I imagine you probably want just `pt.linalg.solve`, not `tensorsolve`. What are the dimensions of `A` and `BC`?

If you are going to wrap everything into an `Op`, you don’t need to use pytensor functions. Basically you have two choices:

1. Express everything using only pytensor functions. This means you don’t need a custom `Op` anywhere, and you will automatically get access to gradients.
2. Wrap your numpy code in a pytensor `Op`. In this case you don’t need to use pytensor functions, because everything in the `perform` method is just python code. You will not have gradients in this case, and will have to use a non-NUTS sampler.

In either case, what you dont want to do is mix pytensor and numpy. Pick one and implement it.

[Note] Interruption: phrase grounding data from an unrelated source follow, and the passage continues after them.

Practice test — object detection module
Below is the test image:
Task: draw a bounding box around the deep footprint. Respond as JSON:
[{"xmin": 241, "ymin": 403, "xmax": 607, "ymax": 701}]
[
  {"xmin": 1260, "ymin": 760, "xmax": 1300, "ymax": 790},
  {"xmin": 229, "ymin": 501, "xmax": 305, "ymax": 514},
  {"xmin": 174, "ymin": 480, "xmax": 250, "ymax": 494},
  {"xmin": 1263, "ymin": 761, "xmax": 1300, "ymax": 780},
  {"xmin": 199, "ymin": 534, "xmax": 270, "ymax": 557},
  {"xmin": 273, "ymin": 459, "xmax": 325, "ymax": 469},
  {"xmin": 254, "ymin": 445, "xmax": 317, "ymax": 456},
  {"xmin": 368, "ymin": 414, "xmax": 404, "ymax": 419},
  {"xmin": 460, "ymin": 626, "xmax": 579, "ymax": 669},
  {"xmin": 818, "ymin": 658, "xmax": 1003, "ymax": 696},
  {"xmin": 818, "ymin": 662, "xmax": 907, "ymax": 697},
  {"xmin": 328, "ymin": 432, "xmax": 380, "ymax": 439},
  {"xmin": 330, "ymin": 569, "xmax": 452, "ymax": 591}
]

That said, unless you have extremely complex control flow, exotic linear algebra routines, or something else highly specialized, you are better off picking option 1. 99% of the time people think they’re in case 2, but actually they’re in case 1. It looks like this is probably the case for you. I’d try dumping this object oriented approach in favor of something more functional, and see if you can achieve the same results by using only pytensor functions everywhere (change all `np.` to `pt.`). Basically, break out the class methods into regular functions. You’re not doing anything object oriented anyway, you just make an Element, call a single method, then throw it away. You can get rid of the loop inside `FEpyMCsoln` by writing functions for single inputs then using `pt.vectorize` to broadcast your function across a batch of inputs (it works the same as `np.vectorize`).

Thanks, the problem is now solved and the code is running. The solution is not using the Op function, but try to use all function based on the pyTensor and not mixing up numpy and pyTensor.